Sour passion fruit (P. edulis) is by far the most important commercial Passiflora species worldwide. It is an allogamous species, displaying a well documented variability of shapes and colors of fruits, flowers and plants. Genetic diversity in P. edulis has been assessed by morphological descriptors [5,6,7] and agronomic traits [8,9,10]. Detection of DNA polymorphism in P. edulis has been pursued with different types of molecular markers, such as Inter Simple Sequence Repeat (ISRR) , Random Amplified Polymorphic DNA (RAPD) [12,13,14], Amplified Fragment Length Polymorphism (AFLP) [15, 16] and microsatellites [17,18,19]. High levels of genetic variability have been recorded in morphological and agronomic evaluations of sour passion fruit, as well as in most marker systems. However, the use of microsatellite markers in genetic analysis of P. edulis underscores low DNA polymorphism [16,17,18] in an otherwise highly diverse species.
Advantages of microsatellite markers over other technologies include high reproducibility, co-dominance, high polymorphic information content (PIC) and multi-allelism [20,21,22]. Less than 200 microsatellite markers have been developed for P. edulis [17, 19, 23] and only a small fraction of these markers have been validated and used in genetic studies [16, 23,24,25]. The few polymorphic P. edulis microsatellite markers are based on compound or imperfect motifs, which are hard to interpret on routine genotyping assays due to allele binning difficulties [26, 27]. This could be a constraint to some applications, especially for population genetic studies [28, 29]. Perfect microsatellite markers (i.e. repeat of the same nucleotide motif without interruption or variation) would be more suitable, but they are only a small fraction (~10%) of the total number of P. edulis markers [17, 19, 23]. Also, the use of microsatellite markers in Passiflora has been limited to a few species, such as P. edulis [17, 19, 23], P. alata [30, 31], P. cincinnata [18, 19], P. setacea , and P. contracta . This is only a tiny fraction (~1%) of the known Passiflora species. Similar constraints to microsatellite marker availability and use are also observed in other Passiflora species. Therefore, although there is a wide number of applications of microsatellite markers in genetics and breeding, their development and availability for passion fruit research is still restricted.
Microsatellite detection and isolation has been most often based on enrichment of genomic libraries by selective hybridization  or by primer extension . Another approach is to identify microsatellite repeats in DNA databases such as EST sequences . The development of microsatellite markers in Passiflora has been based on the construction of genomic libraries enriched for simple sequence repeats [17,18,19, 23, 30,31,32]. This is an effective but time and labor consuming technique that can lead to microsatellite discovery and marker development. However, new approaches such as next-generation sequencing (NGS) can provide a large number of high quality genome sequences that can be obtained faster and at reduced costs, facilitating the detection of thousands of microsatellite sites in the genome of a target species [36,37,38,39].
In the present study we used NGS to sequence the P. edulis genome. We then screened contig sequences obtained by partial de novo assembly to detect perfect microsatellite sites. This data was used to develop and validate microsatellite markers using P. edulis accessions of the germplasm bank. Markers were then evaluated for quality and polymorphism in P. edulis and five closely related Passiflora species and, also, for cross-species transferability to 78 Passiflora species belonging to four subgenera (Astrophea, Decaloba, Distephana and Passiflora), recently collected in Brazil.

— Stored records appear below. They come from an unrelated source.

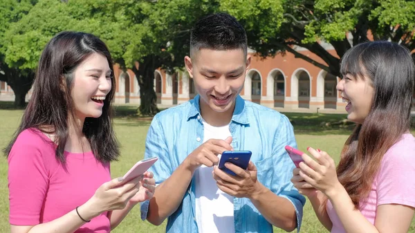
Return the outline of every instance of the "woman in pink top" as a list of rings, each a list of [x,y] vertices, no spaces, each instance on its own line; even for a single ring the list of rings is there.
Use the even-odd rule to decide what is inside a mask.
[[[308,148],[292,182],[331,232],[407,232],[415,207],[415,138],[409,133],[415,70],[409,51],[367,42],[342,59],[337,85],[356,127],[337,167]]]
[[[8,160],[12,233],[109,232],[153,196],[153,174],[111,179],[113,63],[105,44],[63,32],[44,48]]]

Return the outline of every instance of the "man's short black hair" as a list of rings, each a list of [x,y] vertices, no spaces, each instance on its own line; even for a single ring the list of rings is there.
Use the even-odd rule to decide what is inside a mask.
[[[217,50],[241,48],[246,55],[246,32],[237,19],[228,14],[208,15],[197,21],[192,29],[190,57],[201,48]]]

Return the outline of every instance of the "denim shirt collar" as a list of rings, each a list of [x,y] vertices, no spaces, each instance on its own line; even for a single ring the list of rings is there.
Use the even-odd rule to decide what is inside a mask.
[[[201,115],[200,99],[201,96],[197,95],[192,100],[191,100],[192,106],[189,109],[187,120],[189,120],[190,118]],[[239,95],[238,95],[236,98],[235,109],[234,110],[231,120],[240,124],[249,124],[248,113],[246,112],[246,108],[245,105],[245,100],[242,99]]]

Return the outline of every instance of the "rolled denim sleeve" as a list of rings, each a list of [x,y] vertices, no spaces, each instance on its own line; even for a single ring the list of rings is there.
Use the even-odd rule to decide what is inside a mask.
[[[169,156],[169,150],[165,138],[165,132],[160,124],[160,113],[153,118],[150,128],[147,132],[145,141],[145,158],[158,157],[158,160],[154,163],[149,171],[154,174],[156,185],[159,185],[170,176],[172,173],[171,160]],[[147,218],[149,210],[149,201],[141,203],[141,219]]]
[[[274,154],[282,153],[279,162],[282,162],[282,165],[274,166],[275,169],[278,169],[275,172],[282,174],[281,176],[282,180],[279,180],[279,185],[283,188],[278,195],[287,198],[294,205],[297,215],[297,232],[298,232],[301,227],[303,207],[306,203],[306,198],[294,187],[294,185],[290,180],[293,176],[293,170],[295,166],[286,151],[285,146],[289,145],[293,148],[297,148],[297,142],[294,136],[293,125],[287,117],[284,115],[282,115],[280,118],[279,129],[279,132],[277,134],[277,136],[275,137],[273,147]]]

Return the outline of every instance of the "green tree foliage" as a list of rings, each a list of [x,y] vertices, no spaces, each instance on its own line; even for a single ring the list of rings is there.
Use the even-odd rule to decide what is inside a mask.
[[[222,10],[246,26],[250,46],[263,57],[292,53],[337,76],[340,57],[372,38],[415,48],[412,1],[223,0],[221,4]],[[324,44],[331,46],[335,54]],[[308,49],[324,62],[304,55],[295,46]]]

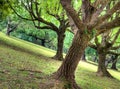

DNA extraction and genome sequencing – Fresh young leaves of the accession Passiflora edulis CPGA1, a sour yellow rind commercial cultivar of passion fruit, were used for DNA extraction with the standard CTAB protocol . The construction of the genomic DNA fragment library and massive parallel paired-end sequencing by synthesis using an Illumina GAII sequencer followed the Illumina protocol.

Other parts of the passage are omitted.